US 12,468,921 B2
	Pipelining and parallelizing graph execution method for neural network model computation and apparatus thereof
Hongsheng Wang, Hangzhou (CN); Bowen Tan, Hangzhou (CN); Hujun Bao, Hangzhou (CN); and Guang Chen, Hangzhou (CN)
Assigned to ZHEJIANG LAB, Hangzhou (CN)
Filed by ZHEJIANG LAB, Hangzhou (CN)
Filed on Jun. 13, 2022, as Appl. No. 17/838,342.
Application 17/838,342 is a continuation of application No. PCT/CN2022/092481, filed on May 12, 2022.
Claims priority of application No. 202210447287.7 (CN), filed on Apr. 27, 2022.
Prior Publication US 2023/0351145 A1, Nov. 2, 2023
Int. Cl. G06N 3/04 (2023.01); G06F 9/38 (2018.01); G06F 16/901 (2019.01)

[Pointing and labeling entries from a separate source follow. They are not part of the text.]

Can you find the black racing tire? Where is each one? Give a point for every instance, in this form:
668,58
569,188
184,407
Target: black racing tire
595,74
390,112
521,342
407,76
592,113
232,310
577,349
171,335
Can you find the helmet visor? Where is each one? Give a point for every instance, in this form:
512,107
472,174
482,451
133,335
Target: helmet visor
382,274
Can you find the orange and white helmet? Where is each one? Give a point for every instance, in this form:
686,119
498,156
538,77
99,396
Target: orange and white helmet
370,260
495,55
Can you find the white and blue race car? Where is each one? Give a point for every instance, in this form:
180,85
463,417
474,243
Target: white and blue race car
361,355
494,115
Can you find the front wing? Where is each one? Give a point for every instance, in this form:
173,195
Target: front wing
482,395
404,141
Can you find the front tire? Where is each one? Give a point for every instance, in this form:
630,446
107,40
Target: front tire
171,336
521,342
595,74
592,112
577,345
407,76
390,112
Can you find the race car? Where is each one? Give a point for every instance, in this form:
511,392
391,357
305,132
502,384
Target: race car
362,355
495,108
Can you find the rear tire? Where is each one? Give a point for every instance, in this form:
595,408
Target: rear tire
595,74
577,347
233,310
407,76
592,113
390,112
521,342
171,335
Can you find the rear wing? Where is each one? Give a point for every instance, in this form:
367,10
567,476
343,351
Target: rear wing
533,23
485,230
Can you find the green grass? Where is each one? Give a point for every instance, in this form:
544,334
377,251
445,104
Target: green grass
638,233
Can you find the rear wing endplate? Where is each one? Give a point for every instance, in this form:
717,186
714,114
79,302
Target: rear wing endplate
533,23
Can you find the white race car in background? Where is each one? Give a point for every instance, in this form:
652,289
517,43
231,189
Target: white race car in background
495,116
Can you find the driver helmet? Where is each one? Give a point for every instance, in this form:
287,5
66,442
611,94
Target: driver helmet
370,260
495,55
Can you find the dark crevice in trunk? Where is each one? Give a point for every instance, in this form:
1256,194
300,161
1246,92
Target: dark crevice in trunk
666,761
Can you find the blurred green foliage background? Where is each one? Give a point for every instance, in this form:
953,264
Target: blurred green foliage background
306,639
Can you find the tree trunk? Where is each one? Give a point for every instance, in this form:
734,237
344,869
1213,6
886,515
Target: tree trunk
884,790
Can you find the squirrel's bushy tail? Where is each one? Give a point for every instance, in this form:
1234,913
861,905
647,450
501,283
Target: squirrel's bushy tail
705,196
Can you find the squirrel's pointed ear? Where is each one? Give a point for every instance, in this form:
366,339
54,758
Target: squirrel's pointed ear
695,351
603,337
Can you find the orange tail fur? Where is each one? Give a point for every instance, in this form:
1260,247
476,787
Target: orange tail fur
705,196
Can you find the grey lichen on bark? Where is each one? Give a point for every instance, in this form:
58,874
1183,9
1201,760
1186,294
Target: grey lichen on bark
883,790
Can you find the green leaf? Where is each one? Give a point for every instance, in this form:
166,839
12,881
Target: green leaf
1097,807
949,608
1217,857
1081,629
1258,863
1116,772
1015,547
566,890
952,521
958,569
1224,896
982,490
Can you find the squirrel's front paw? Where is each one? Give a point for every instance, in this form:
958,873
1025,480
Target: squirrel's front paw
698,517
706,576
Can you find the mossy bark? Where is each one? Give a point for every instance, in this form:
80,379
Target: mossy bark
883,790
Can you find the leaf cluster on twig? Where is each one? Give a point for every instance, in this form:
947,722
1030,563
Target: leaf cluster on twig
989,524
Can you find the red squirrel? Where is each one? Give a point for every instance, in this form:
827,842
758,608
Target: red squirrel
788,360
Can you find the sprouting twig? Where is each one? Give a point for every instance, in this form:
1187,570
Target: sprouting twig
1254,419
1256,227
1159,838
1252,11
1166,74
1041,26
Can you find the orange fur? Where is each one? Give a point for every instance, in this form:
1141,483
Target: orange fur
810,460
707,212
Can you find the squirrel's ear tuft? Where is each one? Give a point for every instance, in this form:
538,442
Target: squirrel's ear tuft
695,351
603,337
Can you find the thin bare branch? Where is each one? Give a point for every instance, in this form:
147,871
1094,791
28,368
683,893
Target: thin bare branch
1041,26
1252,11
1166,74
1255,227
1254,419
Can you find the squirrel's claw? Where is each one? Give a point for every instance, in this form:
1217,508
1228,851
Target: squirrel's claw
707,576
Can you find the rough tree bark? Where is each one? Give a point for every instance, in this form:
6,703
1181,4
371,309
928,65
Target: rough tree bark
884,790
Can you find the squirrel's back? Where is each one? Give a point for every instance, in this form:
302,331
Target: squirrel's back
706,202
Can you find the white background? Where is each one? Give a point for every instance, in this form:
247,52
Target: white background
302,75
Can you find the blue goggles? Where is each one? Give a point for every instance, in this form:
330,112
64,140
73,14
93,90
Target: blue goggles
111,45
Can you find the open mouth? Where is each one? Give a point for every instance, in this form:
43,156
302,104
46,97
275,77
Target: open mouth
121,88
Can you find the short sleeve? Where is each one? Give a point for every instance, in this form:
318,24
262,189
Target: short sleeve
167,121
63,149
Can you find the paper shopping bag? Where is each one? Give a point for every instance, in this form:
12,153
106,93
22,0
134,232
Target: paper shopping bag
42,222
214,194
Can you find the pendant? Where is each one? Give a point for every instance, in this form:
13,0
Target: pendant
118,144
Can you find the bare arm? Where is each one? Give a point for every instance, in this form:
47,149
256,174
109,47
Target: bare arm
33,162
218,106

CPC G06N 3/04 (2013.01) [G06F 9/3885 (2013.01); G06F 16/9024 (2019.01)]

8 Claims

1. A pipelining and parallelizing graph execution method for neural network model computation, wherein several executives are provided in a neural network model; a total of 2*N executives are provided, and N is a positive integer; several memory blocks are provided in the executive; the method specifically comprises the following steps:

S1, dividing training data into several batches of subdata;

S2, inputting the several batches of subdata into the neural network model in sequence; executing, by an nth executive, self-kernel function computation on an ith batch of subdata after the ith batch of subdata is input, and writing an execution result into an idle memory block of the nth executive; then inputting an (i+1)th batch of subdata, wherein i and n are both positive integers;

S3, executing, by the nth executive, the operation in S2 on the (i+1)th batch of subdata, and sending an address of the memory block where the ith batch is located to an (n+1)th executive after the (i+1)th batch of subdata is input; parsing, by the (n+1)th executive, the memory block where the ith batch is located to obtain an execution result of the nth executive on the ith batch of subdata, executing the self-kernel function computation by taking the execution result of the nth executive as input data of the (n+1)th executive, and writing the execution result into an idle memory block of the (n+1)th executive; then inputting an (i+2)th batch of subdata;

S4, executing, by the nth executive, the operation in S2 on the (i+2)th batch of subdata, and executing, by the nth executive and the (n+1)th executive, the operation in S3 on the (i+1)th batch of subdata after the (i+2)th batch of subdata is input; at the same time, sending, by the (n+1)th executive, the address of the memory block where the ith batch is located to an (n+2)th executive; parsing, by the (n+2)th executive, the memory block where the ith batch is located to obtain an execution result of the (n+1)th executive on the ith batch of subdata, executing the self-kernel function computation by taking the execution result of the (n+1)th executive as input data of the (n+2)th executive, and writing the execution result into an idle memory block of the (n+2)th executive;

S5, reclaiming, by the nth executive, the memory block sent to the (n+1)th executive; and

S6, executing, by the last executive, the self-kernel function computation; writing the execution result to a memory block of the last executive; and reclaiming the memory block on its own immediately at the end of the execution.